I haven't thought yet about async context managers, iterations and so but I guess there is a way to fix that too (or not, I have no idea).

One fun part of all this is if its possible (meaning easily) to reuse also the tests to test both the sync and the async version... :rolling_eyes:








On Fri, Jun 9, 2017 at 9:52 PM Yarko Tymciurak <yarkot1@gmail.com> wrote:
...so I really am enjoying the conversation.

Guido - re: "vision too far out":  yes, for people trying to struggle w/ async support in their libraries, now... but that is also part of my motivation.   Python 5?  Sure...  (I may have to watch it come to use from the grave, but hopefully not... ;-) ).  Anyway, from back-porting and tactical "implement now" concerns, to plans for next release, to plans for next version of python, to brainstorming much less concrete future versions - all are an interesting continuum.

Re:  GIL... sure, sort of, and sort of not.  I was thinking "as long as major changes are going on...  think about additional structural changes..."   More to the point:  as I see it, people have a hard time thinking about async in the cooperative-multitasking (CMT) sense, and thus disappointments happen around blocking (missed, or unexpects, e.g. hardware failures).   Cory (in his reply - and, yeah: nice writeup!) hints to what I generally structurally like:

"...we’d ideally treat asyncio as the first-class citizen and retrofit on the threaded support, rather than the other way around"

Structurally,  async is light-weight overhead compared to threads, which are lightweight compared to processes, and so a sort of natural app flow seems from lightest-weight, on out.  To me, this seems practical for making life easier for developers, because you can imagine "promoting" an async task caught unexpectedly blocking, to a thread, while still having the lightest-weight loop have control over it (promotion out, as well as cancellation while promoted).

As for multiple task loops, or loops off in a thread, I haven't thought about it too much, but this seems like nothing new nor unreasonable.  I'm thinking of the base-stations we talk over in our mobile connections, which are multiple diskless servers, and hot-promote to "master" server status on hardware failure (or live capacity upgrade, i.e. inserting processors).  This pattern seems both reasonable and useful in this context, i.e. the concept of a master loop (which implies communication/control channels - a complication).  With some thought, some reasonable ground rules and simplifications, and I would expect much can be done.

Appreciate the discussions!

- Yarko
On Fri, Jun 9, 2017 at 1:23 PM, Guido van Rossum <guido@python.org> wrote:
Great write-up! I actually find the async nature of HTTP (both versions) a compelling reason to switch to asyncio. For HTTP/1.1 this sounds mostly like it would make the implementation easier; for HTTP/2 it sounds like it would just be better for the user-side as well (if the user just wants one resource they can safely continue to use the synchronous HTTP/1.1 version of the API.)

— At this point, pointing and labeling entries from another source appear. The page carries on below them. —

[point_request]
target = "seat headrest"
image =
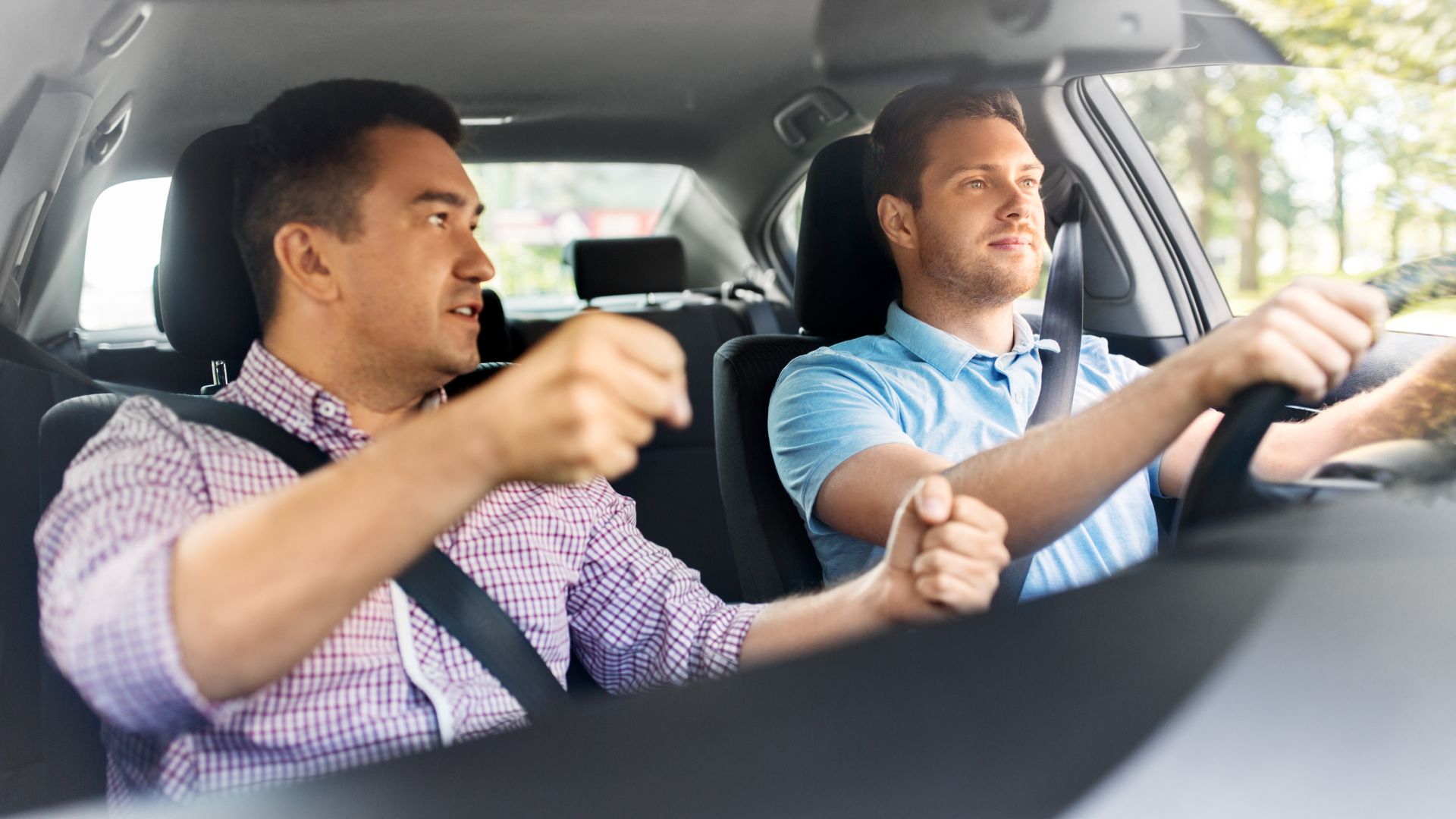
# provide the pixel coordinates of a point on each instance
(207, 303)
(619, 267)
(845, 279)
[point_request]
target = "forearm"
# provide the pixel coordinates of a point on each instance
(816, 621)
(1057, 474)
(258, 586)
(1417, 404)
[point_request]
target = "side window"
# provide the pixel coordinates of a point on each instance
(789, 219)
(533, 210)
(1288, 171)
(123, 245)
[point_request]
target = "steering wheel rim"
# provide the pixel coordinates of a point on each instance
(1222, 482)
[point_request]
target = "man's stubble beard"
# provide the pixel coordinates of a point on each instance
(976, 283)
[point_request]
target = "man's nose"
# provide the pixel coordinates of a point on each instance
(1019, 206)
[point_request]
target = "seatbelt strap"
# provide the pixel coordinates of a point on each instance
(761, 318)
(1062, 322)
(435, 582)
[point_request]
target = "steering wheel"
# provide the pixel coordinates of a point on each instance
(1222, 483)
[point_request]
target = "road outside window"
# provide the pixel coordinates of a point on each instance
(532, 212)
(123, 245)
(1288, 171)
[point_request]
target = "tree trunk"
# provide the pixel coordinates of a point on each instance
(1200, 156)
(1251, 212)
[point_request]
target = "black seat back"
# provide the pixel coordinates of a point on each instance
(50, 749)
(676, 479)
(843, 286)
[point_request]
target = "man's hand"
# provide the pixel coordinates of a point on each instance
(946, 556)
(1310, 337)
(582, 400)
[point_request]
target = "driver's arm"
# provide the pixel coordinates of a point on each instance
(1417, 404)
(1310, 337)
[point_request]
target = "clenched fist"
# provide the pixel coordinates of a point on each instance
(946, 556)
(584, 400)
(1310, 337)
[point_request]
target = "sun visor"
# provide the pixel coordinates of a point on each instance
(1014, 41)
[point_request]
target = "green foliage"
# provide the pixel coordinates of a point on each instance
(1312, 171)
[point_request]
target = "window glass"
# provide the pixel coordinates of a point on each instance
(789, 219)
(123, 245)
(1288, 171)
(533, 210)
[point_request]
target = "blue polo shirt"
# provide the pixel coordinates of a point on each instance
(927, 388)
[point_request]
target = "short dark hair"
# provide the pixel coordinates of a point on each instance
(897, 140)
(306, 161)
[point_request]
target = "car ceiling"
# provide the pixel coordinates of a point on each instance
(692, 82)
(667, 80)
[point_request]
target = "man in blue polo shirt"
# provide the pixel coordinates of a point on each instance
(949, 385)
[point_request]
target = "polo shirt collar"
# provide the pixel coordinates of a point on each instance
(291, 401)
(948, 353)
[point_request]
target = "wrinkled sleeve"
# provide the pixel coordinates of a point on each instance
(1125, 372)
(105, 570)
(826, 409)
(639, 617)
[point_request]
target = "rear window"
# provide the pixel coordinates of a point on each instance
(123, 245)
(533, 210)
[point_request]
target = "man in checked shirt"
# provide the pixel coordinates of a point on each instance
(235, 624)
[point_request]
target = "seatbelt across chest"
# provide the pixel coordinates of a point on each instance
(435, 582)
(1062, 322)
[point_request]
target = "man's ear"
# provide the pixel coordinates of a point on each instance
(302, 253)
(897, 221)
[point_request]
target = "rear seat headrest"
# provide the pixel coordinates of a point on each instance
(207, 302)
(843, 278)
(204, 299)
(619, 267)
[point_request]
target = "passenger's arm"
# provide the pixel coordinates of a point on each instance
(1310, 335)
(1417, 404)
(944, 558)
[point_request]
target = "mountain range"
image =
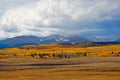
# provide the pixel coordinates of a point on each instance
(34, 40)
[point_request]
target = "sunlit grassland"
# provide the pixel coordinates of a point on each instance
(82, 68)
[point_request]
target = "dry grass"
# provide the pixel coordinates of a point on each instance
(83, 68)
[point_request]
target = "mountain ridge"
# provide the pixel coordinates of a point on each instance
(59, 39)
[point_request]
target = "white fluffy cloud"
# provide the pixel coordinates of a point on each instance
(46, 17)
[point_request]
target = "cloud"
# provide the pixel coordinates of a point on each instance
(46, 17)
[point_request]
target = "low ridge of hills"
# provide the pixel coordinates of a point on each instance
(55, 39)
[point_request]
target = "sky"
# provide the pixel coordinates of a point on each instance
(95, 18)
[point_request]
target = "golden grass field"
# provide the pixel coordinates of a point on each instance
(80, 68)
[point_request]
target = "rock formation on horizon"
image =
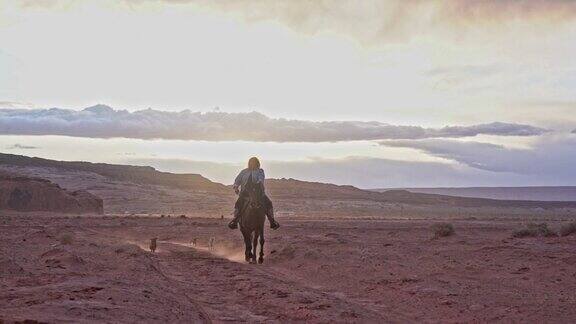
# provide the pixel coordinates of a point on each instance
(27, 194)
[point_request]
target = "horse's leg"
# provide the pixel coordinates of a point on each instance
(261, 258)
(247, 243)
(255, 245)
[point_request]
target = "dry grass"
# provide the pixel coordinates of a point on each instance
(443, 230)
(568, 229)
(534, 230)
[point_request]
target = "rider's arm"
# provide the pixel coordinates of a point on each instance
(261, 177)
(238, 181)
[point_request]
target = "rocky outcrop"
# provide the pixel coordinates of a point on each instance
(34, 194)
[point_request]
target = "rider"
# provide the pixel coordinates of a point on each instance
(257, 175)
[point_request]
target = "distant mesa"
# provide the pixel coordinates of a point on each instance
(28, 194)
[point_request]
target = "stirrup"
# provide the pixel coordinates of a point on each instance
(233, 224)
(274, 225)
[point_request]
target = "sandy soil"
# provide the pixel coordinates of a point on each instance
(98, 269)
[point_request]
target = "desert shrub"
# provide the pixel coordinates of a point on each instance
(534, 230)
(443, 230)
(568, 229)
(66, 239)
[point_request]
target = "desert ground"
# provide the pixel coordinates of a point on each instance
(78, 269)
(342, 255)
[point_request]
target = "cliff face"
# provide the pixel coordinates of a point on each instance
(34, 194)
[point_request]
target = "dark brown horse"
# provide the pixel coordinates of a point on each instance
(252, 217)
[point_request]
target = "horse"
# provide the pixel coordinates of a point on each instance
(252, 218)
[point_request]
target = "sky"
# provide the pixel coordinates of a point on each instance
(373, 93)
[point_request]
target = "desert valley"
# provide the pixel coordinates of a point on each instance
(342, 254)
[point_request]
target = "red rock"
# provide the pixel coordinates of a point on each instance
(25, 194)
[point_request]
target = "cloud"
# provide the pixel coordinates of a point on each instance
(104, 122)
(550, 159)
(371, 21)
(21, 147)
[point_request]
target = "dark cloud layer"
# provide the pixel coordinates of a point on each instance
(104, 122)
(551, 159)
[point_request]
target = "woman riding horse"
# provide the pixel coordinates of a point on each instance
(256, 175)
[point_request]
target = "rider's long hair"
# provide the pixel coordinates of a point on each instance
(253, 163)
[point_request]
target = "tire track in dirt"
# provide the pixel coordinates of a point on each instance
(308, 303)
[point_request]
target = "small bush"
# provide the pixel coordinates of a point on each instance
(443, 230)
(534, 230)
(66, 239)
(568, 229)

On Fri, Jun 9, 2017 at 9:55 AM, Cory Benfield <cory@lukasa.co.uk> wrote:

On 9 Jun 2017, at 17:28, Guido van Rossum <guido@python.org> wrote:

At least one of us is still confused. The one-event-loop-per-thread model is supported in asyncio without passing the loop around explicitly. The get_event_loop() implementation stores all its state in thread-locals instance, so it returns the thread's event loop. (Because this is an "advanced" model, you have to explicitly create the event loop with new_event_loop() and make it the default loop for the thread with set_event_loop().)

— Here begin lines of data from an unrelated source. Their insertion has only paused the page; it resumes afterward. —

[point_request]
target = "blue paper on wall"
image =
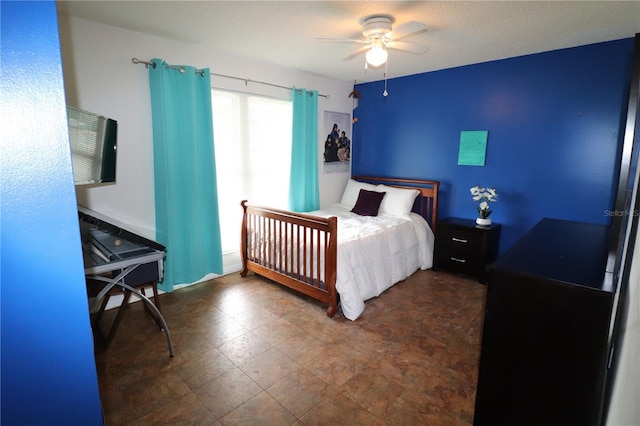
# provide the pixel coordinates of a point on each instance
(473, 148)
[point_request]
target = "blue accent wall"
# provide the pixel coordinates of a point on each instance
(555, 123)
(47, 366)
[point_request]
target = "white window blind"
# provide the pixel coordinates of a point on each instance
(252, 139)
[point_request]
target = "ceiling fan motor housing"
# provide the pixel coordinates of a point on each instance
(376, 26)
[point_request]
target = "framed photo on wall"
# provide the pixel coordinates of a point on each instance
(337, 142)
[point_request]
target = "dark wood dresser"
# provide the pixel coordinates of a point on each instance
(463, 247)
(545, 342)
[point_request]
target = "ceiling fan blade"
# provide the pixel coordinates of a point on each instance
(407, 29)
(405, 46)
(357, 52)
(341, 40)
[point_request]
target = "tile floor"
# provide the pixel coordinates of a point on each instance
(250, 352)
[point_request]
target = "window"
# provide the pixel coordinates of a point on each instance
(252, 138)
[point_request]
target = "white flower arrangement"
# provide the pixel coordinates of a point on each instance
(484, 196)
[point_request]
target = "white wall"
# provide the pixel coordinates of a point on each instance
(100, 77)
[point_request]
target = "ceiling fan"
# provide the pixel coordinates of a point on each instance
(379, 36)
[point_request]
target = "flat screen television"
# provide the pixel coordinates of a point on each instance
(93, 141)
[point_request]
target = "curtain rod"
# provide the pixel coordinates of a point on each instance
(246, 80)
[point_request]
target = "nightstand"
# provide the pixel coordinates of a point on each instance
(463, 247)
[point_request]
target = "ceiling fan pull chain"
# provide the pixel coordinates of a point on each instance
(385, 93)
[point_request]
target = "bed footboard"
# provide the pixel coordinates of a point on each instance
(293, 249)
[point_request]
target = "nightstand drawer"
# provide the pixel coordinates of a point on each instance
(462, 247)
(460, 242)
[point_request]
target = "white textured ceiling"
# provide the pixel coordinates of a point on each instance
(284, 32)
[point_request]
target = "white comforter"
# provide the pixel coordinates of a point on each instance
(374, 253)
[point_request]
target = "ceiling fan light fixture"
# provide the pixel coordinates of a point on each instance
(376, 56)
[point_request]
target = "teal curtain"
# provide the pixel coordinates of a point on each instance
(186, 202)
(304, 193)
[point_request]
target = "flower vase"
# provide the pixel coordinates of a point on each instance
(483, 221)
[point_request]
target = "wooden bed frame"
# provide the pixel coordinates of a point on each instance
(292, 248)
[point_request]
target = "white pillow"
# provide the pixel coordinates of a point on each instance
(398, 201)
(351, 192)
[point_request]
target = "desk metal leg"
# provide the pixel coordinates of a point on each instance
(117, 281)
(155, 311)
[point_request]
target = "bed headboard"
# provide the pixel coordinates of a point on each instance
(426, 204)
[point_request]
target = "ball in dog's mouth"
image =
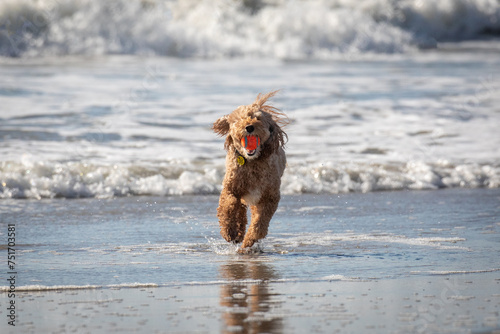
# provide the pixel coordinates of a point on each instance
(250, 143)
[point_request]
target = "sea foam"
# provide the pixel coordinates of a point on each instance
(77, 180)
(215, 29)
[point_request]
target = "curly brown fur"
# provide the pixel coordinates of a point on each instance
(257, 182)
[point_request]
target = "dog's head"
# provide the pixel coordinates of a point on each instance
(255, 129)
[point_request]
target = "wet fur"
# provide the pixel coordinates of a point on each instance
(257, 183)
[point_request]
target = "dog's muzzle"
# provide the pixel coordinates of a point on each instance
(250, 143)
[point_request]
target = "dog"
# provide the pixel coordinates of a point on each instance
(255, 162)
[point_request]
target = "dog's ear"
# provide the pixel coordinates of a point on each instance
(221, 126)
(278, 137)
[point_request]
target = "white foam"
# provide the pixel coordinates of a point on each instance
(283, 29)
(453, 272)
(77, 180)
(330, 239)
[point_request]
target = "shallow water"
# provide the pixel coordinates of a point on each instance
(165, 241)
(121, 126)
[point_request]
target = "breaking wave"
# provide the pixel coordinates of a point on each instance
(224, 28)
(77, 180)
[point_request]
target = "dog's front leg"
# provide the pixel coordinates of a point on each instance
(261, 216)
(232, 214)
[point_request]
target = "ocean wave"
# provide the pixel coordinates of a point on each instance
(223, 28)
(80, 180)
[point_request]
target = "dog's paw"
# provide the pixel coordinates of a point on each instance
(250, 250)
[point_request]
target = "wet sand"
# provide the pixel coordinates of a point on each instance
(393, 262)
(452, 303)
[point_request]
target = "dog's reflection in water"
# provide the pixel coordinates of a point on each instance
(248, 299)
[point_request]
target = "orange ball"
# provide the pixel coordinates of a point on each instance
(250, 142)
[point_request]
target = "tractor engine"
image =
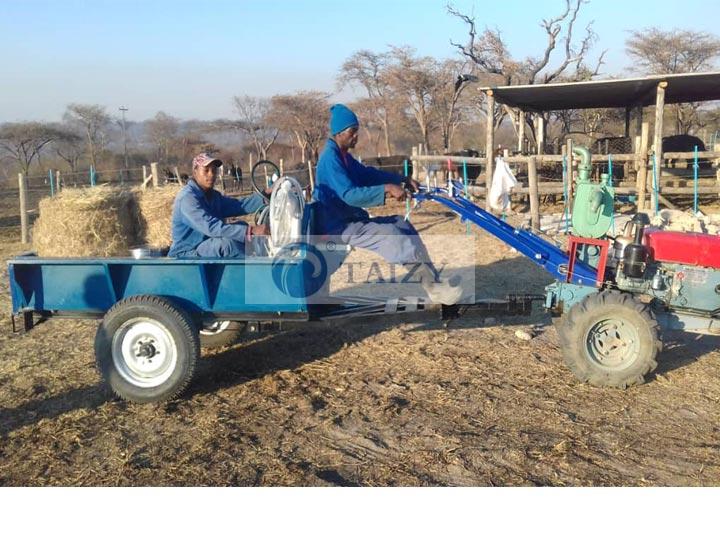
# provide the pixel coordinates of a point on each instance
(680, 272)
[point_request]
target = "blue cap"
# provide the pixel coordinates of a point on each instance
(341, 118)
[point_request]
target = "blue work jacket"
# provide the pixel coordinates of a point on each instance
(198, 215)
(344, 187)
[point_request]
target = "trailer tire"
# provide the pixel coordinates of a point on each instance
(610, 339)
(221, 334)
(146, 349)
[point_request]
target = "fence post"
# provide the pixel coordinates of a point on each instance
(22, 187)
(312, 177)
(154, 172)
(415, 164)
(489, 145)
(533, 193)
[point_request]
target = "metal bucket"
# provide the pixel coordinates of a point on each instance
(145, 252)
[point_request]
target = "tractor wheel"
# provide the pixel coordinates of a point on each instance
(146, 349)
(220, 334)
(610, 339)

Aha, ok, so the confused one is me. I did not know this. =) That definitely works a lot better. It admittedly works less well if someone is doing their own custom event loop stuff, but that’s probably an acceptable limitation up until the time that Python 2 goes quietly into the night.

All in all, I'm a bit curious why you would need to use asyncio at all when you've got a thread per request anyway.

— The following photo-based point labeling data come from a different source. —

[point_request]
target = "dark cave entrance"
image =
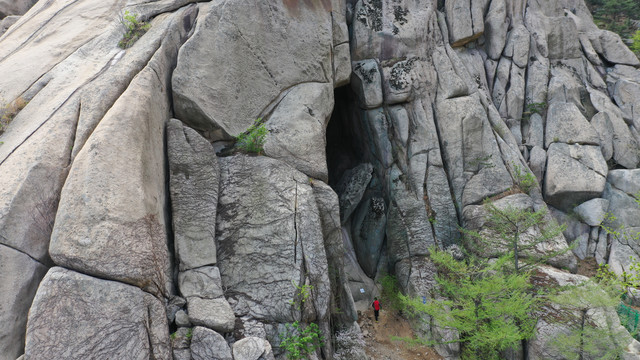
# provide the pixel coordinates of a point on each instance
(349, 146)
(345, 139)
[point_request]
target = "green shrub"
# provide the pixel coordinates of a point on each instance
(253, 139)
(133, 29)
(526, 180)
(301, 342)
(636, 42)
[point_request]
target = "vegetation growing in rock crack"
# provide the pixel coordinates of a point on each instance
(9, 111)
(301, 340)
(133, 27)
(588, 340)
(489, 304)
(301, 296)
(525, 179)
(506, 229)
(349, 344)
(253, 139)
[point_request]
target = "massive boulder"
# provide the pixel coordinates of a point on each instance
(266, 204)
(75, 316)
(251, 59)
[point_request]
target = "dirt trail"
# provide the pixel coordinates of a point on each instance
(378, 338)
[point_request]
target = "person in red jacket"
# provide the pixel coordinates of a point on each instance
(376, 307)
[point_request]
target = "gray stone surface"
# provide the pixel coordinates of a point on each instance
(250, 55)
(209, 345)
(615, 51)
(252, 348)
(625, 180)
(116, 229)
(397, 81)
(496, 25)
(517, 47)
(592, 212)
(351, 187)
(15, 7)
(575, 174)
(215, 314)
(6, 23)
(297, 128)
(269, 234)
(19, 279)
(328, 205)
(182, 319)
(368, 225)
(566, 124)
(563, 38)
(75, 316)
(193, 185)
(366, 82)
(463, 27)
(574, 316)
(538, 162)
(202, 282)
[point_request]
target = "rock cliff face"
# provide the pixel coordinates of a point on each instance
(125, 214)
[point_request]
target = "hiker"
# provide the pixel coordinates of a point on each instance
(376, 307)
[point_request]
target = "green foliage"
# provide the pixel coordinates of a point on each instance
(535, 108)
(133, 29)
(525, 179)
(301, 341)
(9, 111)
(506, 225)
(490, 305)
(635, 46)
(253, 139)
(588, 340)
(615, 15)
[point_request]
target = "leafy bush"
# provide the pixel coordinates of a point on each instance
(301, 296)
(9, 111)
(636, 42)
(526, 180)
(134, 29)
(491, 306)
(300, 342)
(253, 139)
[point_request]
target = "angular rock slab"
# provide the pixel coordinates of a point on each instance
(269, 235)
(575, 174)
(566, 124)
(593, 211)
(215, 314)
(297, 129)
(251, 58)
(75, 316)
(209, 345)
(19, 279)
(366, 82)
(15, 7)
(110, 221)
(193, 185)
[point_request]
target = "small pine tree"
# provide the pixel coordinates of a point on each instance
(489, 305)
(509, 224)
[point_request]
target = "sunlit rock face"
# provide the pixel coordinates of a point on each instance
(386, 125)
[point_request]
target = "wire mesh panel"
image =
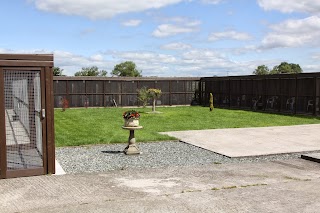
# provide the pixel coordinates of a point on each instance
(22, 118)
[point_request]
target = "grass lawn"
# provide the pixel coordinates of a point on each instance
(103, 125)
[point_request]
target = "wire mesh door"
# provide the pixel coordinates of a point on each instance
(23, 118)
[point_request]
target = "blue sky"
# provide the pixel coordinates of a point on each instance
(165, 37)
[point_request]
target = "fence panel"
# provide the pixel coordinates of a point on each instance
(286, 93)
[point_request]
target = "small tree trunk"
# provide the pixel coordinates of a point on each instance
(154, 105)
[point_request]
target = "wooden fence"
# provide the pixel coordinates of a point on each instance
(121, 91)
(286, 93)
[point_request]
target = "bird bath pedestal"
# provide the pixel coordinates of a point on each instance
(132, 148)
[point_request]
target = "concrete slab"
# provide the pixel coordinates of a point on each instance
(59, 169)
(244, 142)
(315, 157)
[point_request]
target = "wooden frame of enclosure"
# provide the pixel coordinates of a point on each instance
(284, 93)
(29, 63)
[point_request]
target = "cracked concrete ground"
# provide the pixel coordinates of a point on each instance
(279, 186)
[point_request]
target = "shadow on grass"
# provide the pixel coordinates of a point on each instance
(113, 152)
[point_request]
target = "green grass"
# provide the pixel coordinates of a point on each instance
(103, 125)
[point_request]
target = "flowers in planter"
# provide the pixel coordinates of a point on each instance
(131, 114)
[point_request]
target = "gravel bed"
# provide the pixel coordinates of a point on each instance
(100, 158)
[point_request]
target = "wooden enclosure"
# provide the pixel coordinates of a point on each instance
(26, 115)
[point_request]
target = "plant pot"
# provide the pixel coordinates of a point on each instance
(131, 122)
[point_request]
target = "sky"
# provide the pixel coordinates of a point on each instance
(165, 38)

Yeah, so this is a bit of a diversion from the original topic of this thread but I think it’s an idea worth discussing in this space. I want to reframe the question a bit if you don’t mind, so shout if you think I’m not responding to quite what you were asking. In my understanding, the question you’re implicitly asking is this:

"If you have a thread-safe library today (that is, one that allows users to do threaded I/O with appropriate resource pooling and management), why move to a model built on asyncio?”

There are many answers to this question that differ for different libraries with different uses, but for HTTP libraries like urllib3 here are our reasons.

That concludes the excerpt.